DeLiang Wang (Ohio State University) “Towards Solving the Cocktail Party Problem”
3400 N Charles St
Baltimore, MD 21218
The cocktail party problem, or speech separation, has evaded a solution for decades in speech and audio processing. I have been advocating a new formulation of this old challenge that estimates an ideal time-frequency mask (binary or ratio). This formulation turns the classical signal processing problem into a machine learning problem, and deep neural networks (DNNs) are particularly well-suited for this task due to their representational capacity. I will describe recent algorithms that employ deep learning for supervised speech separation, including speech enhancement and speaker separation. DNN-based mask estimation elevates speech separation performance to new levels, and produces the first demonstration of substantial speech intelligibility improvements for both hearing-impaired and normal-hearing listeners in background interference. These advances represent big strides towards solving the cocktail party problem.

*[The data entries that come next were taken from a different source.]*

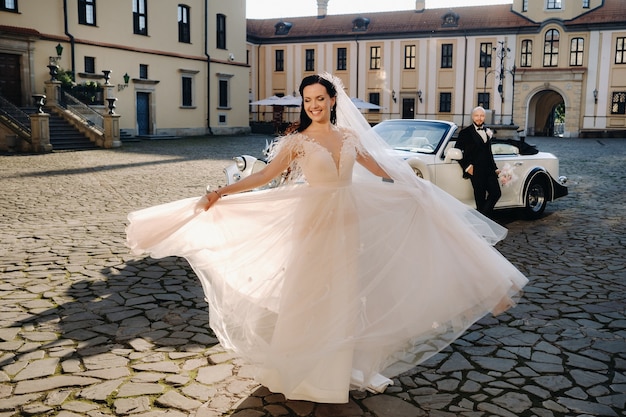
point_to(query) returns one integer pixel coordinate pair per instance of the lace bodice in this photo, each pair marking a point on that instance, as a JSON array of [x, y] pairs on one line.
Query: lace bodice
[[316, 163]]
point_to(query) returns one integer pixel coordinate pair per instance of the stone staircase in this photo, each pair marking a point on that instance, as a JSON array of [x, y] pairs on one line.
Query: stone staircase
[[63, 136]]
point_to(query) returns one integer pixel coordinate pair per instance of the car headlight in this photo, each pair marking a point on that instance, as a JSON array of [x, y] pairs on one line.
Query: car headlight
[[418, 172]]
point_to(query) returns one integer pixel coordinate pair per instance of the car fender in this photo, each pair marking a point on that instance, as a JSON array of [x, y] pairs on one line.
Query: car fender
[[536, 173], [418, 164]]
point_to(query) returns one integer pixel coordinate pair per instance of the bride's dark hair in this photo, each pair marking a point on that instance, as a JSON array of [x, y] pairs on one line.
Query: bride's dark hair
[[305, 121]]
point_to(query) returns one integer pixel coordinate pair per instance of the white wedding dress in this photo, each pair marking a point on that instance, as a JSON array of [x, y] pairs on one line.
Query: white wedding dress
[[326, 283]]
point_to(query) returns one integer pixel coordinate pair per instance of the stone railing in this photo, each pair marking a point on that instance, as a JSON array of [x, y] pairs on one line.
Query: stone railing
[[15, 119], [83, 112]]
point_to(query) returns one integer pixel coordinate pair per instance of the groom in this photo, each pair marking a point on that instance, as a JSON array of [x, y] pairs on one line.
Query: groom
[[478, 164]]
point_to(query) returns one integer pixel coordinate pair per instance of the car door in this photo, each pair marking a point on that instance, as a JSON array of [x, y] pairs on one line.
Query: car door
[[449, 177]]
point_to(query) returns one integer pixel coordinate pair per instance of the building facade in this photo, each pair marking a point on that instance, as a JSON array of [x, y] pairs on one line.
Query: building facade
[[176, 68], [548, 66]]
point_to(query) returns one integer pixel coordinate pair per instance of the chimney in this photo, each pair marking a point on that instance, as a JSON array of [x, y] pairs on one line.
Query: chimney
[[322, 8]]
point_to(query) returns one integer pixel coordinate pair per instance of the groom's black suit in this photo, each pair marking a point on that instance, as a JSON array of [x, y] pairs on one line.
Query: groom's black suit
[[477, 152]]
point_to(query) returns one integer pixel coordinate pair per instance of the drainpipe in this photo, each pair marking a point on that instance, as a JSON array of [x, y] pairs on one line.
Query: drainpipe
[[464, 83], [208, 65], [68, 34]]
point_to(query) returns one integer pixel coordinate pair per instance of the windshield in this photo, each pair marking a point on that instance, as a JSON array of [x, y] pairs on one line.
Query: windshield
[[413, 135]]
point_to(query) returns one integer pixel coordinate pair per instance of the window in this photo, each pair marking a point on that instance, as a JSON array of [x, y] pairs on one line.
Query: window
[[8, 5], [375, 57], [483, 100], [184, 28], [446, 55], [553, 4], [620, 51], [279, 60], [342, 59], [374, 99], [187, 90], [90, 65], [486, 50], [409, 56], [221, 31], [551, 48], [140, 17], [87, 12], [526, 59], [618, 103], [445, 102], [223, 93], [309, 60], [576, 52]]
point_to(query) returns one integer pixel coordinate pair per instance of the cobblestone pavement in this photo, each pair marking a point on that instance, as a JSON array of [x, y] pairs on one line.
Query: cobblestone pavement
[[86, 329]]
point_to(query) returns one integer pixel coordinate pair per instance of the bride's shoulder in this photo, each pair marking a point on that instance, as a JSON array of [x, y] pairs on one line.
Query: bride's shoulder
[[347, 132]]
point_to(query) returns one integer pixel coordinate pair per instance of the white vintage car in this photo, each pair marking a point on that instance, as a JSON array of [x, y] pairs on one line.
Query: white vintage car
[[529, 178]]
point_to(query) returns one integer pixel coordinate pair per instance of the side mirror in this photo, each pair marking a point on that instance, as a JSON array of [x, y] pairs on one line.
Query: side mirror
[[453, 154]]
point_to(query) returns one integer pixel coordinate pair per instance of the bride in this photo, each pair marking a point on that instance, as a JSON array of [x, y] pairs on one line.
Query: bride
[[351, 273]]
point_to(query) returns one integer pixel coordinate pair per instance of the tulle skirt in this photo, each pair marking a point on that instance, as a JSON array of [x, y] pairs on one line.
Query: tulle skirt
[[324, 288]]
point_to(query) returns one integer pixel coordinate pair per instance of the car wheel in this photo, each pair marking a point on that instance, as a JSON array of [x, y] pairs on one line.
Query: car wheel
[[536, 197]]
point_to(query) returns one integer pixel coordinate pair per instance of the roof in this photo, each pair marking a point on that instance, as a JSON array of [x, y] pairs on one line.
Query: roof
[[494, 19]]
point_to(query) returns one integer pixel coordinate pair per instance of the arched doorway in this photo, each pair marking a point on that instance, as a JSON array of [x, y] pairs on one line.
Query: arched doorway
[[546, 114]]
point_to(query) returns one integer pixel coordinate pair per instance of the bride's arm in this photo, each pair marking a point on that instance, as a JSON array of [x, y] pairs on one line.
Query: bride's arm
[[371, 165], [276, 167]]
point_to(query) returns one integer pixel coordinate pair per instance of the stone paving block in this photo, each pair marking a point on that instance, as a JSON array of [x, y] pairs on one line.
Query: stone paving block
[[51, 383], [37, 369], [68, 275], [172, 399]]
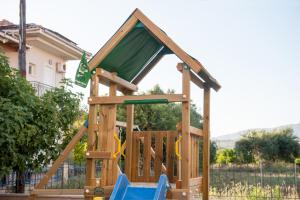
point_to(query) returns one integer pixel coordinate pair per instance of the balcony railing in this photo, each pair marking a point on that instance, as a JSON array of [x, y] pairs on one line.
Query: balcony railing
[[40, 88]]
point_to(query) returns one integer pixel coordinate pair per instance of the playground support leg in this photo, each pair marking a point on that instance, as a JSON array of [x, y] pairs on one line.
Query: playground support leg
[[185, 167], [206, 142], [129, 141]]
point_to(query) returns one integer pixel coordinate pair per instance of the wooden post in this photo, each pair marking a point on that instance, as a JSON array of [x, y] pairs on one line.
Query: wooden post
[[185, 145], [22, 38], [90, 165], [112, 117], [129, 141], [206, 142]]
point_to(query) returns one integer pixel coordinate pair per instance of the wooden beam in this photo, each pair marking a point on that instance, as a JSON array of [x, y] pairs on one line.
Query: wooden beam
[[61, 158], [111, 143], [165, 39], [121, 99], [193, 130], [206, 142], [196, 181], [185, 144], [181, 194], [110, 44], [42, 192], [195, 65], [195, 79], [129, 141], [99, 155], [107, 77], [90, 163]]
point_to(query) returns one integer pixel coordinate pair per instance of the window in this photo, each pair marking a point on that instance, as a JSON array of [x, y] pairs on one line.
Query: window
[[31, 69]]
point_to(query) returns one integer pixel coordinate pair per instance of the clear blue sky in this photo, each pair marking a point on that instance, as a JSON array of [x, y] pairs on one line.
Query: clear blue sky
[[251, 46]]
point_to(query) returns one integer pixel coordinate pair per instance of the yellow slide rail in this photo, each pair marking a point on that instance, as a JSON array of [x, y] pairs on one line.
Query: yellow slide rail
[[119, 146], [177, 147]]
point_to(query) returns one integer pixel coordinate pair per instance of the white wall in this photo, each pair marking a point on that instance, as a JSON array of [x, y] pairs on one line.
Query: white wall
[[44, 72]]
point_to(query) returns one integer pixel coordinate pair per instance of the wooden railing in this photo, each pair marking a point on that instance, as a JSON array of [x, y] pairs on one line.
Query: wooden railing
[[154, 154], [196, 135]]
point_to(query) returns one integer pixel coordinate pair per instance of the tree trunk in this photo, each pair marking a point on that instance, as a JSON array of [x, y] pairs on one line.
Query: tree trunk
[[20, 181], [22, 38]]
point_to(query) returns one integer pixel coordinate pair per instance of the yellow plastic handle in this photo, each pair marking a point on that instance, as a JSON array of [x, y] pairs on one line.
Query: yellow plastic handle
[[119, 145], [123, 149], [177, 147]]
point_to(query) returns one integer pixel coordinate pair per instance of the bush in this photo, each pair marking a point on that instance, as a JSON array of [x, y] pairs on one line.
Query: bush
[[226, 156]]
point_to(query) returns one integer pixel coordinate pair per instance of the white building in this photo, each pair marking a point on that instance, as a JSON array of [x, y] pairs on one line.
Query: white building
[[46, 55]]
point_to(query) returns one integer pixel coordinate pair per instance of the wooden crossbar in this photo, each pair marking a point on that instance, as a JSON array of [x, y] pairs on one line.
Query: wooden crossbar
[[107, 77], [195, 79], [193, 130], [121, 99]]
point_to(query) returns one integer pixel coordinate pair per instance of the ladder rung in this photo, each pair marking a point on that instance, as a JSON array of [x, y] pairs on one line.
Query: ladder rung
[[99, 154]]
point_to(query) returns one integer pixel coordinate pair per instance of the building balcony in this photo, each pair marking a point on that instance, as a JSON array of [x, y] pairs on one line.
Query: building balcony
[[40, 88]]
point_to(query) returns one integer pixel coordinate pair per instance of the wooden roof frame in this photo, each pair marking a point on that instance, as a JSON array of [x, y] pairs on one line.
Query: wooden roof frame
[[136, 16]]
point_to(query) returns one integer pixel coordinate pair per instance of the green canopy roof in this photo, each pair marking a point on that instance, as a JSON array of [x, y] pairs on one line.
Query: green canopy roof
[[133, 53]]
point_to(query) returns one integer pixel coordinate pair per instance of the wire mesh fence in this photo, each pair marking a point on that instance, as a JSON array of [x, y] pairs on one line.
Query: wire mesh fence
[[255, 181], [252, 181]]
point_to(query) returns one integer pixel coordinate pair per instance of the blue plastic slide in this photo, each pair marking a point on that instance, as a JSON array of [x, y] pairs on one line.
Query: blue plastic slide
[[125, 191]]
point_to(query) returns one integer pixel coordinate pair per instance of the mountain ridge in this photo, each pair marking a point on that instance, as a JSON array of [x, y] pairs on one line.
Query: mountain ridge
[[228, 140]]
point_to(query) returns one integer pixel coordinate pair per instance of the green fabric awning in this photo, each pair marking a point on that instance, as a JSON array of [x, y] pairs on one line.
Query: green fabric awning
[[133, 53]]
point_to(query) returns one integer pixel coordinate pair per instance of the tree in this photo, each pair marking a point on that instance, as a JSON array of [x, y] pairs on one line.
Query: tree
[[226, 156], [33, 129], [273, 145]]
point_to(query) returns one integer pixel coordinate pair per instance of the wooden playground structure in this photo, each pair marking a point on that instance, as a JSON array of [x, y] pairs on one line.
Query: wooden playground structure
[[148, 154]]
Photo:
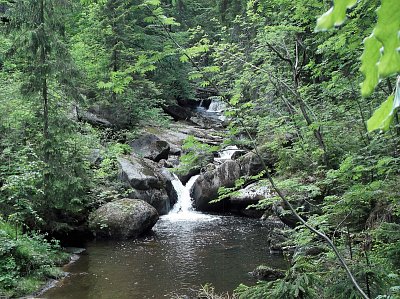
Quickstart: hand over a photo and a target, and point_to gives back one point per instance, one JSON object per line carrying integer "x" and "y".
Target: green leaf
{"x": 152, "y": 2}
{"x": 387, "y": 32}
{"x": 184, "y": 58}
{"x": 369, "y": 67}
{"x": 336, "y": 15}
{"x": 383, "y": 116}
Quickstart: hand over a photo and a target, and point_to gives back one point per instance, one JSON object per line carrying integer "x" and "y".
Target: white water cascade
{"x": 183, "y": 209}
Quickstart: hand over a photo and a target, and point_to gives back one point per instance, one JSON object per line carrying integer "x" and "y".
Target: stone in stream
{"x": 178, "y": 112}
{"x": 151, "y": 147}
{"x": 267, "y": 273}
{"x": 205, "y": 189}
{"x": 249, "y": 195}
{"x": 148, "y": 182}
{"x": 123, "y": 219}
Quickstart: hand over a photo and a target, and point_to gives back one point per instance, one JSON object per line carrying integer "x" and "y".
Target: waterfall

DeLiang Wang received the B.S. degree and the M.S. degree from Peking (Beijing) University and the Ph.D. degree in 1991 from the University of Southern California all in computer science. Since 1991, he has been with the Department of Computer Science & Engineering and the Center for Cognitive and Brain Sciences at The Ohio State University, where he is a Professor and University Distinguished Scholar. He received the U.S. Office of Naval Research Young Investigator Award in 1996, the 2005 Best Paper Award of IEEE Transactions on Neural Networks, and the 2008 Helmholtz Award from the International Neural Network Society. He is an IEEE Fellow and Co-Editor-in-Chief of Neural Networks.